Two things to note about $\ell$ are: it is computed for all the given points in the dataset (from 1 to $m$ ); next there is an extra 2 in the denominator so that things are slightly neater when the derivative is computed.

During each step in the gradient descent processes, each $a$ coefficient value is recomputed using its current value along with the derivative of the loss function and the learning rate (or $\alpha$ ) in the following manner:

_{\mathsf{next}}a_j\ =\ _{\mathsf{current}}a_j\ -\ \alpha \frac{\partial \ell}{\partial a_j}\quad\quad \mathrm{Where}\ j = \{0, 1, \ldots, n\}

Finding the derivative (or gradient) of the loss function we get:

\begin{aligned} \frac{\partial \ell}{\partial a_j} &= \frac{\partial}{\partial a_j} \frac{1}{2m}\sum_{i = 1} ^m\left( P(x_i)\ -\ y_i\right)^2 \\ &= \frac{1}{m} \sum_{i = 1} ^m \left( P(x_i)\ -\ y_i\right) \cdot \frac{\partial P}{\partial a_j} \\ &= \frac{1}{m} \sum_{i = 1} ^m \left( P(x_i)\ -\ y_i\right) \cdot x^j \quad\quad j = \{0, 1, \ldots, n\} \end{aligned}

Therefore, at each gradient descent step, for all coefficient values we need to do the following calculations:

\begin{aligned} _{\mathsf{next}}a_0 &=\ _{\mathsf{current}}a_0\ -\ \frac{\alpha}{m} \sum_{i=1}^m \left( P(x_i)\ -\ y_i\right) \cdot 1\\ _{\mathsf{next}}a_1 &=\ _{\mathsf{current}}a_1\ -\ \frac{\alpha}{m} \sum_{i=1}^m \left( P(x_i)\ -\ y_i\right) \cdot x_i \\ \vdots\quad &=\quad \vdots \quad\quad\quad \vdots \quad\quad\quad \vdots \quad\quad\quad \vdots \quad\quad\quad \vdots \\ _{\mathsf{next}}a_{n-1} &=\ _{\mathsf{current}}a_{n-1}\ -\ \frac{\alpha}{m} \sum_{i=1}^m \left(P(x_i)\ -\ y_i\right) \cdot x_i^{n-1} \\ _{\mathsf{next}}a_n &=\ _{\mathsf{current}}a_n\ -\ \frac{\alpha}{m} \sum_{i=1}^m \left(P(x_i)\ -\ y_i\right) \cdot x_i^n \\ \end{aligned}

TensorFlow Solution

There are a few components in Tensorflow that can make solving such regression problems in a similar manner as the gradient descent technique. Instead of computing the derivative ourselves, TensorFlow 2 has the gradientTape functionality that computes the gradient numerically for all coefficients.

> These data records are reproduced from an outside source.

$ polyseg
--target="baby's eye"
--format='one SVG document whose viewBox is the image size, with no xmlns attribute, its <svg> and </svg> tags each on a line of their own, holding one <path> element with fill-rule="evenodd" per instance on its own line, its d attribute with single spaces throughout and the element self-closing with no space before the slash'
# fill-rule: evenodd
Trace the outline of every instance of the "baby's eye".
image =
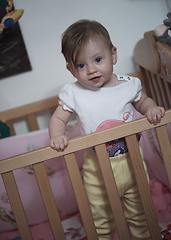
<svg viewBox="0 0 171 240">
<path fill-rule="evenodd" d="M 83 67 L 84 67 L 84 63 L 78 64 L 78 68 L 83 68 Z"/>
<path fill-rule="evenodd" d="M 96 62 L 100 62 L 100 61 L 101 61 L 101 58 L 96 58 L 95 61 L 96 61 Z"/>
</svg>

The main steps of with TensorFlow in solving a polynomial fitting problem are listed below:

import tensorflow as tf

coefs = tf.Variable ([0.0] * NUM_COEFFS, name='coefficients')

def PolyFunc (x):
   yValue = 0
   for i in range (numCoeffs): 
      yValue += coefs[i] * x ** i 
   return yValue

def CostFunc (yActual, yPred):
    return tf.reduce_mean (tf.square (yActual - yPred))

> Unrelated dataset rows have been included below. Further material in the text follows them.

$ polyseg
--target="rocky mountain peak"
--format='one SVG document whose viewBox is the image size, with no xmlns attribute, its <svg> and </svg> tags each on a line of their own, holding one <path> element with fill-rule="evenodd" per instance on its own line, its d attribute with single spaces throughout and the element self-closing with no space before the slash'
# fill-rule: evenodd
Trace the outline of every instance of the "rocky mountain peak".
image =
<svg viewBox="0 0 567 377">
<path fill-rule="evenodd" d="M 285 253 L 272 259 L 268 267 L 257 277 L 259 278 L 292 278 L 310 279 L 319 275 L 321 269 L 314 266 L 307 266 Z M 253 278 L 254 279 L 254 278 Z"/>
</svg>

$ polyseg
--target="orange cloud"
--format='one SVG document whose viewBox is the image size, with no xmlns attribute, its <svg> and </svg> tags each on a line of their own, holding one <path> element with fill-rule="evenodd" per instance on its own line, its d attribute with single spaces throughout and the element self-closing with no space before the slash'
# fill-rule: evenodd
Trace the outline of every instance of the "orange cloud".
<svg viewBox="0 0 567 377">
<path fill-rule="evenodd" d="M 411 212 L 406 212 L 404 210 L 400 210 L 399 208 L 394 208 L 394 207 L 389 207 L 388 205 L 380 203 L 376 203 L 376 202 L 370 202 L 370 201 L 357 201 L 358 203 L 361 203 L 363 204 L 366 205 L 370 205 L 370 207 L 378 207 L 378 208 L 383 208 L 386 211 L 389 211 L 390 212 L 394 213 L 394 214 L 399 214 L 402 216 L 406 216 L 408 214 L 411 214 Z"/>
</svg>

for epoch in range (MAX_EPOCHS+1):
   with tf.GradientTape () as tape:
      yPredicted = PolyFunc (xValues)
      cost = CostFunc (yPredicted, yValues)

   gradients = tape.gradient (cost, coefs)
   coefs.assign_sub (alpha * gradients)

for i in range(len(coefs.numpy().tolist())):
    print (f'x^{i} --> {coefs.numpy().tolist()[i]}')

Note that only a TensorFlow 2 solution was created. We are moving on from TensorFlow 1.

Logistic Regression

Logistic regression is perhaps one of the most important types of regression methods out there. It is used in the modelling the probability of a certain class or event happening such as pass/fail or classifying something (such if food is a hot dog and not hot dog).

Again logistic regression can be used to classify two categories, the sigmoid function ( $\sigma$ ) is used to produce two distinct classes from various input values. Note that for multi-category logistic regression, the softmax function is used instead:

\sigma = \frac{1}{1 + e^{-z}}

Where $z$ is a linear function comprised of weights ( $w_i$ ) of each feature ( $x_i$ ) and a bias ( $b$ ) term to adjust the fitting.

z = w_1 x_1 + w_2 x_2 + \cdots + w_n x_n + b

To keep things simple, all of our solutions only have one feature so we only need to solve for one weight value, that is:

z = w x + b

The goal with logistic regression is to determine the weights and bias terms which then assist in determining the classes/categories. Since the sigmoid function produces probabilities, then to determine what class a prediction is, the value of 0.5 is typically used; that is:

\begin{aligned} \sigma(x) <= 0.5\quad &\Rightarrow \quad 0\ \mathrm{or\ Class\ A}\ \mathrm{or\ False} \\ \sigma(x) > 0.5\quad &\Rightarrow \quad 1\ \mathrm{or\ Class\ B}\ \mathrm{or\ True} \\ \end{aligned}

In the following Javascript program, one can play around with the weight and bias and see how it impacts the resulting sigmoid curve. Another important thing to notice is that different solution values can produce the same prediction outcome after the 0.5 filtering value is applied. Finally, since logistic regression applies to cases with two classes, then any new points are ‘snapped’ to the $y = 0$ or $y = 1$ lines based on their proximity.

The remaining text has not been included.